The ten short stories that make up Jeff Kass's debut collection prove there's plenty of life left in the coming-of-age genre yet. Kass's approach to the topic is refreshingly different: in these tales, for the most part, the play on sports teams and end up getting the girls. There is not so much of the overt nihilism of those chronicled in, say, James Franco's 'Palo Alto'. Which is not to say Kass's characters necessarily enjoy happy high school days. They're afflicted by just the same insecurities and hang-ups, only they come equipped with the muscles to help them fix stuff. Kass is an incredibly kinetic writer and the stories zip by. The best, arguably, is the collection of fractured vignettes which make up 'Basements' - so good they leave you aching for more. If there is a criticism, it's that some of the stories revolving around the grown-up 'Knuckleheads' maybe don't work so well: it's easy to sympathise with a teenage wrestler going through adolescent angst; less so with a fortysomething who was dealt all the right cards but still feels a little too sorry for himself. Nevertheless, an excellent collection. Read it along with Frey's Palo Alto, and get the view from both sides.
(It must also be said, credit to Dzanc Books for buying in big-time to the e-book revolution: their e-books are half the price of print copies, which puts most big publishers to shame. Dzanc (and other relatively smaller, independent publishers like Featherproof) have taken a head-start the others - who seem almost to be in denial about the whole e-book thing -will soon regret).

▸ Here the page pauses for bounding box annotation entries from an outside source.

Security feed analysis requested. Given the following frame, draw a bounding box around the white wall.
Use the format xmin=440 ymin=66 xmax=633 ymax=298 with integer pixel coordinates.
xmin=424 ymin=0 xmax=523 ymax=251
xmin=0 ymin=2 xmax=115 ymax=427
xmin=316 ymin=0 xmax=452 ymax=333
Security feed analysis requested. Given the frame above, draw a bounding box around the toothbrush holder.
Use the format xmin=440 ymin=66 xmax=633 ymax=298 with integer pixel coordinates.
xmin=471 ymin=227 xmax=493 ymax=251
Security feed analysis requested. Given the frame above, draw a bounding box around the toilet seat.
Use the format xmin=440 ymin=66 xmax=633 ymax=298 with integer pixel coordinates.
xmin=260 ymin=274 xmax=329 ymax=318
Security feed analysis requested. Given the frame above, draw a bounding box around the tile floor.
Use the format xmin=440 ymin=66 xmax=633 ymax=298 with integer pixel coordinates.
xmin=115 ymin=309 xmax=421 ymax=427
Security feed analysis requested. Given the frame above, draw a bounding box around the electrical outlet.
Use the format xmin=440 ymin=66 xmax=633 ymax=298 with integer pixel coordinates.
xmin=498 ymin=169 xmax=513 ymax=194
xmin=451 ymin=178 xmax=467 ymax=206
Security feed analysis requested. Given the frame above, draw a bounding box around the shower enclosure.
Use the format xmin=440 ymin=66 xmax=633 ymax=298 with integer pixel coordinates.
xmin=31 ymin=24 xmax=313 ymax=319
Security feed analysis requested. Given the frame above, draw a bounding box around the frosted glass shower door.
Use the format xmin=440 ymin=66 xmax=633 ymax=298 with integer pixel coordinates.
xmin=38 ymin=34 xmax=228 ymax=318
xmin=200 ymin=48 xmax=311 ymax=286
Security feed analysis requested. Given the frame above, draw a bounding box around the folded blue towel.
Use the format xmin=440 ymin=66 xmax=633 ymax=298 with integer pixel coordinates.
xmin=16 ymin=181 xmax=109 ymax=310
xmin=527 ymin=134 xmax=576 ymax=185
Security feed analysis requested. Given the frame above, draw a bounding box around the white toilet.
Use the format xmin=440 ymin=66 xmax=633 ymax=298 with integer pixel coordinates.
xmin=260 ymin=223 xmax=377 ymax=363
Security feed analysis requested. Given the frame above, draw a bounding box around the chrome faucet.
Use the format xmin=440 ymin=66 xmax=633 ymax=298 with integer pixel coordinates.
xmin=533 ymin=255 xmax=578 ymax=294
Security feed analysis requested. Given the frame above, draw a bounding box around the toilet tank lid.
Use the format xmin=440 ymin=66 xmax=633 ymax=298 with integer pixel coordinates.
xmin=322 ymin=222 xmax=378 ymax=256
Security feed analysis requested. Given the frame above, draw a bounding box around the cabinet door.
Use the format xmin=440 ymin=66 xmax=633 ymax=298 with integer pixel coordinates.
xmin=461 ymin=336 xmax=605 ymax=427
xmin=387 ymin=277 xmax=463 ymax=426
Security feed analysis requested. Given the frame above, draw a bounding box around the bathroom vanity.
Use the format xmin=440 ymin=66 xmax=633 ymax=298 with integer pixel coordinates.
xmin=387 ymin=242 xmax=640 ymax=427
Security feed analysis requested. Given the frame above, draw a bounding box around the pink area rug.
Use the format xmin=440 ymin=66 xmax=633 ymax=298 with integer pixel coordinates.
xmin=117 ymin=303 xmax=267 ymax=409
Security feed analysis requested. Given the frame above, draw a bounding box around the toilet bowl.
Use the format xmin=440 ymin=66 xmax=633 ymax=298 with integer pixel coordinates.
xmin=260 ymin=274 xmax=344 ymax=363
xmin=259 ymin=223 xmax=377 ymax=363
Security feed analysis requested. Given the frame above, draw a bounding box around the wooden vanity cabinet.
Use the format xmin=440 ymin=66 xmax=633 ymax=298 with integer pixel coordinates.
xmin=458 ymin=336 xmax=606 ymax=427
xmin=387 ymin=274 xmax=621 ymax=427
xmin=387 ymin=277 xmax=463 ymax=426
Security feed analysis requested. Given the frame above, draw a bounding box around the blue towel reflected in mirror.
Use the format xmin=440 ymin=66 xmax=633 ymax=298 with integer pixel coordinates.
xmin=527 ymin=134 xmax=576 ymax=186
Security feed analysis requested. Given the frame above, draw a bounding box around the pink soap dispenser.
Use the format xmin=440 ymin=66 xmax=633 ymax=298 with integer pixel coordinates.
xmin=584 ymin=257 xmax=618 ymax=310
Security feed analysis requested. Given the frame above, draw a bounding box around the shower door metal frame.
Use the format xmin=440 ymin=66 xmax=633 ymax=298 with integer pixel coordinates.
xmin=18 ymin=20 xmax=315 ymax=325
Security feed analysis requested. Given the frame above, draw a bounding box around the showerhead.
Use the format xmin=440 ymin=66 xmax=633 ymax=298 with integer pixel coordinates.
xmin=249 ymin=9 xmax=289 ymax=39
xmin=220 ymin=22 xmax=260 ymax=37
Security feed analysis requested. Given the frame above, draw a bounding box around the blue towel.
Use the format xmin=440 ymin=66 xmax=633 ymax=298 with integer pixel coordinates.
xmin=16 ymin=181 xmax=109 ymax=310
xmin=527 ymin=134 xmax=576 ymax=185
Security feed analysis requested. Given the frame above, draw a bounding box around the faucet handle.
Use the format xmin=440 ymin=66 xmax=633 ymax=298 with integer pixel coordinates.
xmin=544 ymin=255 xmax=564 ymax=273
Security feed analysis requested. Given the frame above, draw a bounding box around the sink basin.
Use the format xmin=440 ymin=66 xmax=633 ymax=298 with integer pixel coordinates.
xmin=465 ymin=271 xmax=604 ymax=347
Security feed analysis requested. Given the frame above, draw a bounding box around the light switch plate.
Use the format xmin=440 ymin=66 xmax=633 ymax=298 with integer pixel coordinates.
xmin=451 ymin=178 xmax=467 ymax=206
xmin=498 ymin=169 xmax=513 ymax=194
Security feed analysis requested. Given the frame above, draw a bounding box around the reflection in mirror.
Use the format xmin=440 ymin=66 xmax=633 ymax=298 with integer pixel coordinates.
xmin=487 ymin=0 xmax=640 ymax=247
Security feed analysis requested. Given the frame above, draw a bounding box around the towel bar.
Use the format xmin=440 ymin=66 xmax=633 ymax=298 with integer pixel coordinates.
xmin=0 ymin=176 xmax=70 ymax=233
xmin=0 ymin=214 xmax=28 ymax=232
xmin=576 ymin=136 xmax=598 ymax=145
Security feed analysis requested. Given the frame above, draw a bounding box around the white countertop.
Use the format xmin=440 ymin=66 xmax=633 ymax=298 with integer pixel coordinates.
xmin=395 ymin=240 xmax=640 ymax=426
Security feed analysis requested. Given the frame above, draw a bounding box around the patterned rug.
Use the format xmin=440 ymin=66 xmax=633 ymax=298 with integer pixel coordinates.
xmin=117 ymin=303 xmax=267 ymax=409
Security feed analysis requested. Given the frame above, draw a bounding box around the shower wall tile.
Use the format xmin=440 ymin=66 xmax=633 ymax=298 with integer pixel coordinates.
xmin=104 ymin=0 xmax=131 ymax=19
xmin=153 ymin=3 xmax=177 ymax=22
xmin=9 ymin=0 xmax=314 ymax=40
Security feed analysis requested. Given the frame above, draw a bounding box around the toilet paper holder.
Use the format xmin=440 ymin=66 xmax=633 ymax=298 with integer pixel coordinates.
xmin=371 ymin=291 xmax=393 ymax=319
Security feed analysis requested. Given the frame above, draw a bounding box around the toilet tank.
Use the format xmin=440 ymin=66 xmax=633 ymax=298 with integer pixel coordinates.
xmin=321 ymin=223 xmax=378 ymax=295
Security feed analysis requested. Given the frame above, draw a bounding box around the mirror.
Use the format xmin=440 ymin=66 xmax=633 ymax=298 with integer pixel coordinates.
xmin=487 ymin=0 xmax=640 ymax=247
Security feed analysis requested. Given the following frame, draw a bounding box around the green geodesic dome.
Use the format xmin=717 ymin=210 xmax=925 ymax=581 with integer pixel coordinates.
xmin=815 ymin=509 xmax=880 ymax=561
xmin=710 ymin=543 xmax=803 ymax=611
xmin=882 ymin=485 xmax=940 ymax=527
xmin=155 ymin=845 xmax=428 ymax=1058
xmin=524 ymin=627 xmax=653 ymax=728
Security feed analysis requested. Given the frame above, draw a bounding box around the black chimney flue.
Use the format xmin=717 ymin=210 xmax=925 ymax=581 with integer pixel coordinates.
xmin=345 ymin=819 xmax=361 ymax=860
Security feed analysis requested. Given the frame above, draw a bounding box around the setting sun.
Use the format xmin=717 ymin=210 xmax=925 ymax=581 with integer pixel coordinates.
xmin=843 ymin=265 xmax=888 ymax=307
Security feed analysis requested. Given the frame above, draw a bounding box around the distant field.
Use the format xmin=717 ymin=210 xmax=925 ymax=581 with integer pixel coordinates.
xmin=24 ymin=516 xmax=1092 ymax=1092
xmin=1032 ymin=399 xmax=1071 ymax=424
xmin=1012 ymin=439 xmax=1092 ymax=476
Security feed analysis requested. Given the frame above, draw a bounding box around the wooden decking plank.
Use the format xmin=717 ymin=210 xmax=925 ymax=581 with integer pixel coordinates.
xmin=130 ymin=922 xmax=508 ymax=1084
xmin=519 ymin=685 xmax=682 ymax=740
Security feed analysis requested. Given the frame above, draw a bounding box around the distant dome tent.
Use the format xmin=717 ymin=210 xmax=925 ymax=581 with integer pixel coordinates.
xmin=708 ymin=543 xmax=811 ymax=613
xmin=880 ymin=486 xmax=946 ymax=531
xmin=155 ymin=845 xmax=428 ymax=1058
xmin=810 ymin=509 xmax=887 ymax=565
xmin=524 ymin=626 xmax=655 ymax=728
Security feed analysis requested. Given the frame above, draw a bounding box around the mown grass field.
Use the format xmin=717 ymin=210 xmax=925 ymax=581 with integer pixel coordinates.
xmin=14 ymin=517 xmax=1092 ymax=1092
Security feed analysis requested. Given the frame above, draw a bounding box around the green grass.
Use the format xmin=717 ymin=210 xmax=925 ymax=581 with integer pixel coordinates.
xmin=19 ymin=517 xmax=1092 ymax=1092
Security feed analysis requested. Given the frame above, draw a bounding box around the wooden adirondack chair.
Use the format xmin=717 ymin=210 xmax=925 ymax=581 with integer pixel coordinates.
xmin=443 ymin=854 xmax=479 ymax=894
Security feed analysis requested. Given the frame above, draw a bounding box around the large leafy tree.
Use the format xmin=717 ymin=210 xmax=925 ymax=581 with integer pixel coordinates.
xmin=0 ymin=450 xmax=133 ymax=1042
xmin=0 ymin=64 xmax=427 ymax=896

Knuckleheads knocked me out. It's full of finely observed stories with tremendously assured first-person voices. Many of these stories share common elements: characters in or looking back on high school sports careers, on one side of the bully/bullied equation, with a heightened sense of body consciousness -- the collection is well-titled. But the similarities don't feel limiting or constricting, because the individual stories are so strong (it also doesn't hurt that several break the mold). A story (in part) about a golf tournament held me riveted, no small feat. And I'm actively impatient to read more fiction from Kass.
Funny, quick and very askew. Short story collection about men and the silly things they do. I've you've got one in your life, give them this book. They'll thank you, in between long, deep chuckles.